Donoso went on to explain that when religion declines far enough that the political power is thoroughly secularized, as in the U.S. in our day, the criminal will be transformed in the eyes of society. He will even lose the name of criminal. This will especially be the case with especially heinous crimes, as when somebody massacres a room full of schoolchildren, many members of a movie-theater audience, or everybody he used to know at a workplace. Instead of calling the person a criminal, we call him insane, unfortunate or even a victim. The poor fellow would not have done as he did, we hear, except that he was abused as a child, bullied by jocks in high school, or oppressed because of the color of his skin.

Donoso’s subject was capital punishment when he wrote the lines I quoted above. Its abolition was being sought in Spain and elsewhere in Europe in the 1840s when he wrote. Today, of course, there is no nation in formerly Christian Europe that still has the death penalty in its statute books. The Church had a role in this development when, in the early post-Vatican II years, she still played a part in public affairs as she had before the Council.

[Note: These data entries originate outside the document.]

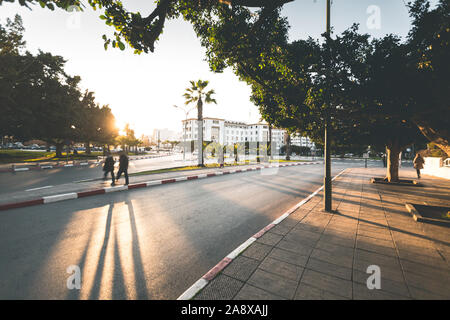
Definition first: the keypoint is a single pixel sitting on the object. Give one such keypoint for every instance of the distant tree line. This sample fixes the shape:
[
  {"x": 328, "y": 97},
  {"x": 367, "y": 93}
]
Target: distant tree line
[{"x": 39, "y": 100}]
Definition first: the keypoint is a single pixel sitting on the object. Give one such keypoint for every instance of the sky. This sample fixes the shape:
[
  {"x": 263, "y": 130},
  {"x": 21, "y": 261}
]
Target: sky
[{"x": 142, "y": 89}]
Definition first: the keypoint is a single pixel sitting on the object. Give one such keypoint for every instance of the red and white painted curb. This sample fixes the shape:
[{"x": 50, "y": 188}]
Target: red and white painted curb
[
  {"x": 211, "y": 274},
  {"x": 75, "y": 195}
]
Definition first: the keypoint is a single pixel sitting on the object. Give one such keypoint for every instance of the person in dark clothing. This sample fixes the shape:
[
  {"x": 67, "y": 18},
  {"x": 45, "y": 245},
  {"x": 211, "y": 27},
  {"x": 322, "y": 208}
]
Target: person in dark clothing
[
  {"x": 418, "y": 164},
  {"x": 384, "y": 160},
  {"x": 123, "y": 167},
  {"x": 108, "y": 166}
]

For example, Pope Paul VI publicly called on General Franco to spare the lives of three ETA terrorist cop-killers. (Franco respectfully rejected the appeal.) In the U.S. seamless-garment Churchmen stitched opposition to capital punishment onto the pro-life cause. The inability of such Churchmen to distinguish between innocent pre-born babies and convicted murderers is not our concern here.

In what he wrote, Donoso wrote prophetically. He could do so for two reasons. First, he began his public career as a champion of liberalism. Having formerly adhered to the ideology, he knew to what it could lead. Second, he possessed the gift of prophecy in the true sense of the word. The prophet doesn’t simply foresee the future. It is because he can discern the will of God, he can see what will happen if it is ignored or defied.

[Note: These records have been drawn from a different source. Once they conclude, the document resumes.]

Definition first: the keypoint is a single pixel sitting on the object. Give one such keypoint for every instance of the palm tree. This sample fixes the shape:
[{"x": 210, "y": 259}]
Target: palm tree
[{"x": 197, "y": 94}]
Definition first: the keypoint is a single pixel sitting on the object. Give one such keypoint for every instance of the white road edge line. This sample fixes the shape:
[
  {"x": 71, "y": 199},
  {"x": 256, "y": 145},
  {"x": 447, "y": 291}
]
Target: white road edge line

Having foreseen that criminals of one kind or another would eventually occupy the seats of power, Donoso closed the section of his book on capital punishment with the following language:

“Those who have made the world believe that this earth may be converted into a paradise, have yet more readily made it believe that it ought to be a paradise where blood will never be shed. The evil is not in the illusion, but in the very day and hour that this fallacy is everywhere accepted; blood will then gush from the rocks, and the earth will become a hell. Man cannot aspire to an impossible felicity in this obscure valley of our dark pilgrimage without losing the little happiness he already possesses.”

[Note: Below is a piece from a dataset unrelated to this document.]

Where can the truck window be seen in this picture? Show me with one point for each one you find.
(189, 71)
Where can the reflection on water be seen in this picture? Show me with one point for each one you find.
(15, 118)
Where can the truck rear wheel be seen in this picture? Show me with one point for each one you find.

Donoso also wrote of the false notion, one related to the question of crime and punishment, expressed in English by the saying, “truth will out.” This saying in English derives, like so many others, from Shakespeare, in this instance his play The Merchant of Venice. In the context of the play, the phrase does not mean what the liberal would convey when he incants it: that justice will always prevail. It will not. Remaining Christians ought to be able to see that. After all, Truth Himself was crucified.

Yes, God in His Providence may finally draw good from even the worst evil, and in the sense that what is good is always true, we can say that truth will prevail. However, when the liberal talks this way he is invariably paying himself a compliment. What he means is that everything that does not correspond to his vision of things, beginning with the truths of the Faith, will prove to be falsehoods in the minds of men once they are sufficiently “enlightened” — i.e., come to his way of thinking. The liberal never talks louder about truth prevailing than in respect to the modern justice system, especially when he knows he has on his side the best trial lawyer money can buy, that lawyer being especially skilled at persuading jurors to believe in the innocence of his guilty clients.

One of the reasons no formerly Christian society will become Christian again in the foreseeable future is that too many Christians, though they should know better, embrace the notion that truth will always prevail. From it they derive a stupid and groundless optimism on the basis of which they may justify their own inaction, their failure and that of others like them, ever to do anything to advance the cause of the Faith and Christian social order. They don’t even support those who try. They refuse to see that it is never going simply to happen that truth will prevail, that right will inevitably triumph — not truth and the right as the Church teaches them when she is fully herself. For it simply to happen, or to happen solely on account of prayer (as especially pious folk often seem to believe) would be as if God created men for nothing, or for nothing except to serve as passive bystanders to His action in the universe.

He created us to be the instruments by which His will is done.